When working with IO, you always work with []bytes, there's no way to substitute that with []int16, or pre-format that as int16s, it's always a stream of bytes.

You can look at the encoding/binary package to decode this stream.

// to get the first uint16 as i
i := binary.LittleEndian.Uint16(buf[:2])

You can then iterate through the buf as needed.
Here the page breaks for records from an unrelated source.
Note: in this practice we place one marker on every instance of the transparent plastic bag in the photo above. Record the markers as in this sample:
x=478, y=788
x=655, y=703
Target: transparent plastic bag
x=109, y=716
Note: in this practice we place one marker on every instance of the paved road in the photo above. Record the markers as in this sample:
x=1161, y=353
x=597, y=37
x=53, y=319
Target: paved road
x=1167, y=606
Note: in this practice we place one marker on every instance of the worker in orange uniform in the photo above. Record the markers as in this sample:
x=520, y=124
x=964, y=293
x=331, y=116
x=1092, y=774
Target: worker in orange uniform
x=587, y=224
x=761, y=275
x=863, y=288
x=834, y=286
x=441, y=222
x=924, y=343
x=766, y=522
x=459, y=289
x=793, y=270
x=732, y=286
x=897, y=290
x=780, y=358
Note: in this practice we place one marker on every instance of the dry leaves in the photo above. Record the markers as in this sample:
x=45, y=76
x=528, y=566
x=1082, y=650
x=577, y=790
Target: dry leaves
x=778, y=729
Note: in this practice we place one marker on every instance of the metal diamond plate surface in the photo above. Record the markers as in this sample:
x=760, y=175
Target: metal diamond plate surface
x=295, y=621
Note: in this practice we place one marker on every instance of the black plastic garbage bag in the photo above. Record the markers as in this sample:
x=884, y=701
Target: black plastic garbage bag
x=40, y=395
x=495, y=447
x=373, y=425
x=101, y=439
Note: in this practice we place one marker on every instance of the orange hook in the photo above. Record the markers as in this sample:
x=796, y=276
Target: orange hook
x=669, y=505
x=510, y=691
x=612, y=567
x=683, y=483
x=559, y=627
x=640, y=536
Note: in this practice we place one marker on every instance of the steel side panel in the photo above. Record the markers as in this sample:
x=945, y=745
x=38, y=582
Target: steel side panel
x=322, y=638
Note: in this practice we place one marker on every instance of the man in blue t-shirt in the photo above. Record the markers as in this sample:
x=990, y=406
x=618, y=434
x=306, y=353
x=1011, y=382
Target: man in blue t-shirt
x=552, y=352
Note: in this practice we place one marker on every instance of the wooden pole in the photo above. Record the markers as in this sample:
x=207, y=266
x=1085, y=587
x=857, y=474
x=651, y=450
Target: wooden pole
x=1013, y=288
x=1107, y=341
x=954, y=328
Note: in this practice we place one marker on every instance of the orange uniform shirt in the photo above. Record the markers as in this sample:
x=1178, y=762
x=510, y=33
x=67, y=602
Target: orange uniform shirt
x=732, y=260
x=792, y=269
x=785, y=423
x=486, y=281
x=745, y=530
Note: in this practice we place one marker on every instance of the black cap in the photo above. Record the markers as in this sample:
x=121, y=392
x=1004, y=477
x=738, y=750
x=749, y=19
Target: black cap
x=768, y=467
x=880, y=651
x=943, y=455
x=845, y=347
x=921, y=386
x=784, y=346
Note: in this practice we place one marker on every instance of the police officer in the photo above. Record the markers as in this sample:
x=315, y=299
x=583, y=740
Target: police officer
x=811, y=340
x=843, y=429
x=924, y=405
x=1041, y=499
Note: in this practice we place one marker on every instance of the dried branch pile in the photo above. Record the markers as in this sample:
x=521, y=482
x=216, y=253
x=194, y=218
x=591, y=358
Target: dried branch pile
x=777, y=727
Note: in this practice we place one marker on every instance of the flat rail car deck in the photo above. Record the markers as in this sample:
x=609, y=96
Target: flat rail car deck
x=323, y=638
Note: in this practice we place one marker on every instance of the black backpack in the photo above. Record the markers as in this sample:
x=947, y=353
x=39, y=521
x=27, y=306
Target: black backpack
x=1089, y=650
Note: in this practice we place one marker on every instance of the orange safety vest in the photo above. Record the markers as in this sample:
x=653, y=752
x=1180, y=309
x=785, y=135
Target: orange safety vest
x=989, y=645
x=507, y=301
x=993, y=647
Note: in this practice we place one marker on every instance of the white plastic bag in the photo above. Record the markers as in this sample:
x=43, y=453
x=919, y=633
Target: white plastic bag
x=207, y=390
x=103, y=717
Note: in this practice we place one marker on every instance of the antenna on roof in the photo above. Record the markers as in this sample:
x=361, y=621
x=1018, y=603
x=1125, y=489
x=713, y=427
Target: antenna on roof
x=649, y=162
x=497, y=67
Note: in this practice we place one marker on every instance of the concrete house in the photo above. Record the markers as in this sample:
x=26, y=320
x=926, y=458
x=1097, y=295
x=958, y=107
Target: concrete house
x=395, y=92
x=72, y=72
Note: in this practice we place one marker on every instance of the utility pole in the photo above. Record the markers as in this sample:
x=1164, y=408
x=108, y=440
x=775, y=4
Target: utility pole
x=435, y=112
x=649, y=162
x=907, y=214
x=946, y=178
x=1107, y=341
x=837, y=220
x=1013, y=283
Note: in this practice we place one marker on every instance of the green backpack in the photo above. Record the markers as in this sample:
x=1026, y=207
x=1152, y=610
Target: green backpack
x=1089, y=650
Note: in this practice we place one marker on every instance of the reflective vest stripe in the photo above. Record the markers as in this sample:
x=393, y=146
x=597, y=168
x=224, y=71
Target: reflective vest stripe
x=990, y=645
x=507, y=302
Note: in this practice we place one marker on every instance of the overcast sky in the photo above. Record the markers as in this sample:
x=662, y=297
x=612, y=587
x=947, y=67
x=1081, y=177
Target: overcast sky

You can also use binary.Read to read directly from the io.Reader.

var i uint16
for {
    err := binary.Read(r, binary.LittleEndian, &i)
    if err != nil {
        log.Println(err)
        break
    }
    fmt.Println(i)
}

It may worth noting the simplicity of what needs to be done. Each uint16 is created via:

func (littleEndian) Uint16(b []byte) uint16 {
    return uint16(b[0]) | uint16(b[1])<<8
}

You can use encoding/binary.Read to fill an []int16 directly from your reader, although technically the answer to your first question is still no (check the source of binary.Read, it reads the data to a []byte first).